Recall, we're interested in estimating some unknown .cranberry[population] parameter `$\theta$` using the .kelly[sample] `$X_1, ...,X_n$`

We can use some estimator `$\hat{\theta}$`
      
- We can find its bias and its variance

- Can say what it converges to using Law of Large Numbers and the Central Limit Theorem
      
However, we don't have `$n \to \infty$`. We have a .hi[finite] sample.

- Therefore, we want to construct some belief about how good our estimator is.

- For example, if we have a sample mean with 5 individuals, our sampling distribution has a large variance.
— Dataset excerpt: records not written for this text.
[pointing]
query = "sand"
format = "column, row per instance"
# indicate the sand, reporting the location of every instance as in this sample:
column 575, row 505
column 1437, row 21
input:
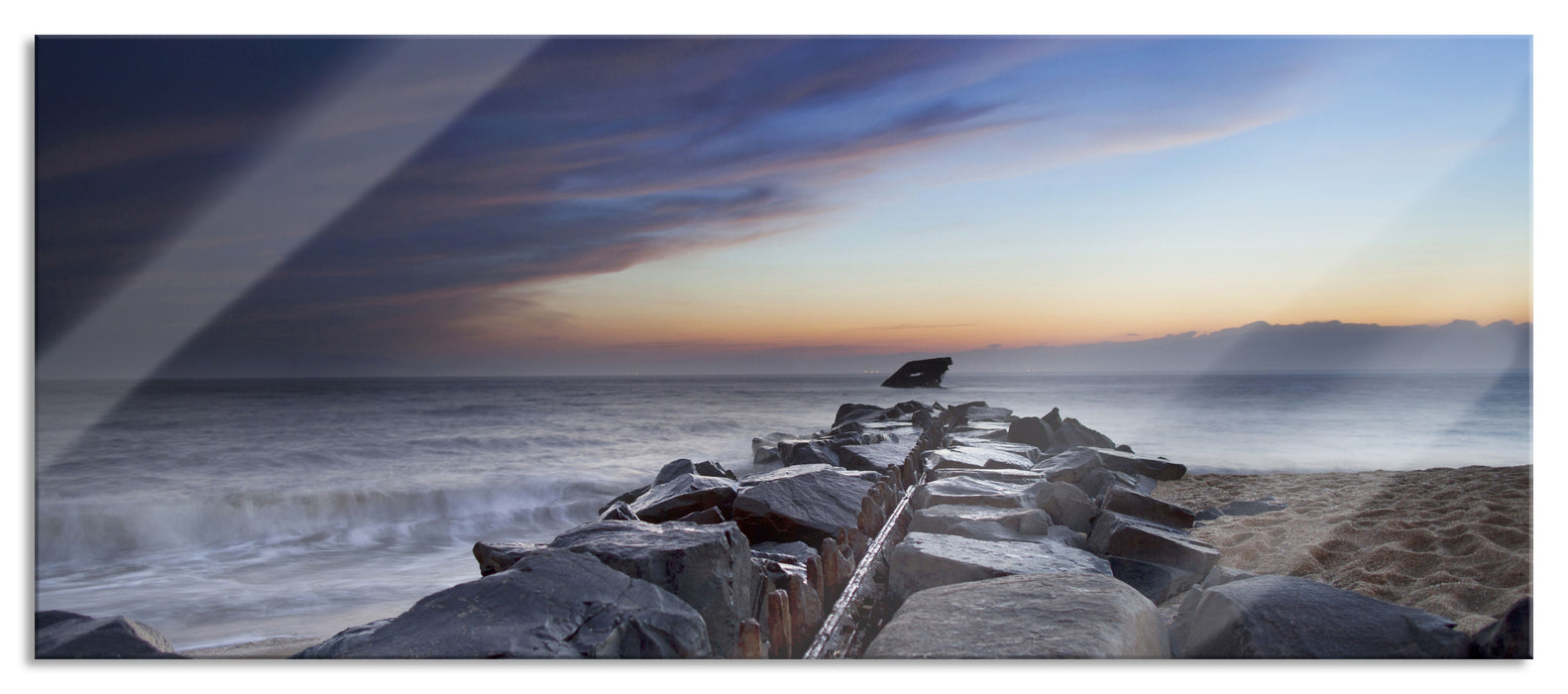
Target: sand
column 1451, row 540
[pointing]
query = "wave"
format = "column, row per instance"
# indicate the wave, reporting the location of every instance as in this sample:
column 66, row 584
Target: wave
column 72, row 534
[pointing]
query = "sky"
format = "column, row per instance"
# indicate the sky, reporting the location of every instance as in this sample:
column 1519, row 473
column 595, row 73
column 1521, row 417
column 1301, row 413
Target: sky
column 606, row 206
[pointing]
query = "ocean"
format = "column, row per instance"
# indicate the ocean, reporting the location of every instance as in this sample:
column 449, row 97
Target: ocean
column 231, row 511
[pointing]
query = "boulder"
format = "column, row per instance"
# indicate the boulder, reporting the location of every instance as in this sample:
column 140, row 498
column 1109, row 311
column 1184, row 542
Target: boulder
column 499, row 556
column 1066, row 505
column 1509, row 636
column 877, row 457
column 938, row 519
column 1297, row 618
column 63, row 635
column 926, row 561
column 919, row 374
column 552, row 603
column 974, row 492
column 1156, row 581
column 1123, row 535
column 706, row 565
column 1147, row 508
column 1031, row 616
column 684, row 494
column 805, row 508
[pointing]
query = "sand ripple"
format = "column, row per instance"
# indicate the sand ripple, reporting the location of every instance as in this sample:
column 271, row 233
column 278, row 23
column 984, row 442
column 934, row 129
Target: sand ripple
column 1455, row 542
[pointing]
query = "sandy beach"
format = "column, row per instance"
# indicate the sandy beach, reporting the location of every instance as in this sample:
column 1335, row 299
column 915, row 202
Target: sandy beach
column 1455, row 542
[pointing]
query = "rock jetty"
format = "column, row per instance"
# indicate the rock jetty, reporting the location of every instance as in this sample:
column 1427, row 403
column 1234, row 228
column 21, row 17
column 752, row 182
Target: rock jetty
column 905, row 531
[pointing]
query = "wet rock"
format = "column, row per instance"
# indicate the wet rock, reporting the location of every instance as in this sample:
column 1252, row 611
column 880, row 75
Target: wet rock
column 1066, row 505
column 684, row 494
column 499, row 556
column 1029, row 616
column 706, row 565
column 1147, row 508
column 59, row 635
column 1295, row 618
column 1121, row 535
column 1509, row 636
column 926, row 561
column 805, row 508
column 552, row 603
column 974, row 492
column 919, row 374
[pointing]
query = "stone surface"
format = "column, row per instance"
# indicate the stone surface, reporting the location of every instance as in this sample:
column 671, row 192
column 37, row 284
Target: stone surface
column 1295, row 618
column 63, row 635
column 1129, row 537
column 706, row 565
column 684, row 494
column 926, row 561
column 1066, row 505
column 878, row 457
column 552, row 603
column 805, row 508
column 1156, row 581
column 1031, row 616
column 499, row 556
column 1140, row 506
column 1511, row 636
column 974, row 492
column 919, row 374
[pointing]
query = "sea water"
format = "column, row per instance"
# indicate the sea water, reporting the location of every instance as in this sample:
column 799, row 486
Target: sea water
column 228, row 511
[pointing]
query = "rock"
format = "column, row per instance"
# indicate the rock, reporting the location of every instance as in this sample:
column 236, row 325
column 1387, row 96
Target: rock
column 972, row 492
column 1147, row 508
column 552, row 603
column 1031, row 616
column 1295, row 618
column 684, row 494
column 616, row 511
column 626, row 497
column 974, row 457
column 1156, row 581
column 808, row 452
column 938, row 519
column 805, row 508
column 1509, row 636
column 706, row 565
column 63, row 635
column 499, row 556
column 926, row 561
column 1241, row 508
column 706, row 517
column 1068, row 506
column 1010, row 476
column 877, row 457
column 919, row 374
column 1121, row 535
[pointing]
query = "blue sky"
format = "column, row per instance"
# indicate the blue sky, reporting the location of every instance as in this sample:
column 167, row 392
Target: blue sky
column 615, row 198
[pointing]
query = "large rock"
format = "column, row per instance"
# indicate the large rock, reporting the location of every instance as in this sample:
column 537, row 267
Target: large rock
column 919, row 374
column 1509, row 636
column 67, row 635
column 806, row 508
column 1140, row 506
column 880, row 457
column 552, row 603
column 1295, row 618
column 1121, row 535
column 499, row 556
column 974, row 492
column 684, row 494
column 926, row 561
column 1068, row 506
column 1031, row 616
column 706, row 565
We want to report that.

---
# Example

Say we collect ACT Scores for 654 students, and calculate `$\bar{X}_{654}=26.8$`. Somehow we also know that the standard deviation of the *population distribution* is `$\sigma$` = 7.5

To visualize:

---
# 95% Rule

From the fact that `$\bar{X}_n \sim N(\mu, \frac{\sigma}{\sqrt{n}})$`, we have:

`\begin{align*}
P(- z_{\alpha/2} \leq \frac{\bar{X}_n - \mu}{\sigma/\sqrt{n}} \leq z_{\alpha/2}) = 1-\alpha,
\end{align*}`

where `$- z_{\alpha/2}$` is the .emph[critical value] with a left-tail probability of 2.5%. With some math, we see:

`\begin{align*}
P(- z_{\alpha/2} \frac{\sigma}{\sqrt{n}} \leq \bar{X}_n - \mu \leq z_{\alpha/2} \frac{\sigma}{\sqrt{n}}) = 1-\alpha \\
\end{align*}`

`\begin{align*}
P(\mu - z_{\alpha/2} \frac{\sigma}{\sqrt{n}} \leq \bar{X}_n \leq \mu + z_{\alpha/2} \frac{\sigma}{\sqrt{n}}) = 1-\alpha \\
\end{align*}`

--
That is, `$1-\alpha$`% of the time, the sample mean falls between `$\mu - z_{\alpha/2} \frac{\sigma}{\sqrt{n}}$` and `$\mu + z_{\alpha/2} \frac{\sigma}{\sqrt{n}}$`.

---
# Central Idea of Confidence Interval

The interval we defined above involves `$\mu$` which we .emph[do not know!] Instead, let's do the math slightly differently:

`\begin{align*}
P(- z_{\alpha/2} \frac{\sigma}{\sqrt{n}} \leq \bar{X}_n - \mu \leq z_{\alpha/2} \frac{\sigma}{\sqrt{n}}) = 1-\alpha \\
\end{align*}`

`\begin{align*}
P(- \bar{X}_n - z_{\alpha/2} \frac{\sigma}{\sqrt{n}} \leq - \mu \leq - \bar{X}_n  + z_{\alpha/2} \frac{\sigma}{\sqrt{n}}) = 1-\alpha \\
\end{align*}`

`\begin{align*}
P(\bar{X}_n - z_{\alpha/2} \frac{\sigma}{\sqrt{n}} \leq \mu \leq \bar{X}_n  + z_{\alpha/2} \frac{\sigma}{\sqrt{n}}) = 1-\alpha \\
\end{align*}`

--
Now we are able to categorize some uncertainty surrounding `$\mu$`. In particular, we have that in repeated sampling of `$\bar{X}_n$` (many samples of size `$n$`), `$\mu$` will be in the interval
`\begin{align*}
	\left[\bar{X}_n - z_{\alpha/2} \frac{\sigma}{\sqrt{n}}, \bar{X}_n + z_{\alpha/2} \frac{\sigma}{\sqrt{n}}\right]
\end{align*}`
`$1 - \alpha$`% of the time.

---
# Confidence Interval

The 95 part of the 68-95-99.7 rule for Normal distributions says that `$\bar{X}_{654}$` is within 2 standard deviations of the mean `$\mu$` in 95% of samples. Therefore `$z_{\alpha/2} \approx 2$`.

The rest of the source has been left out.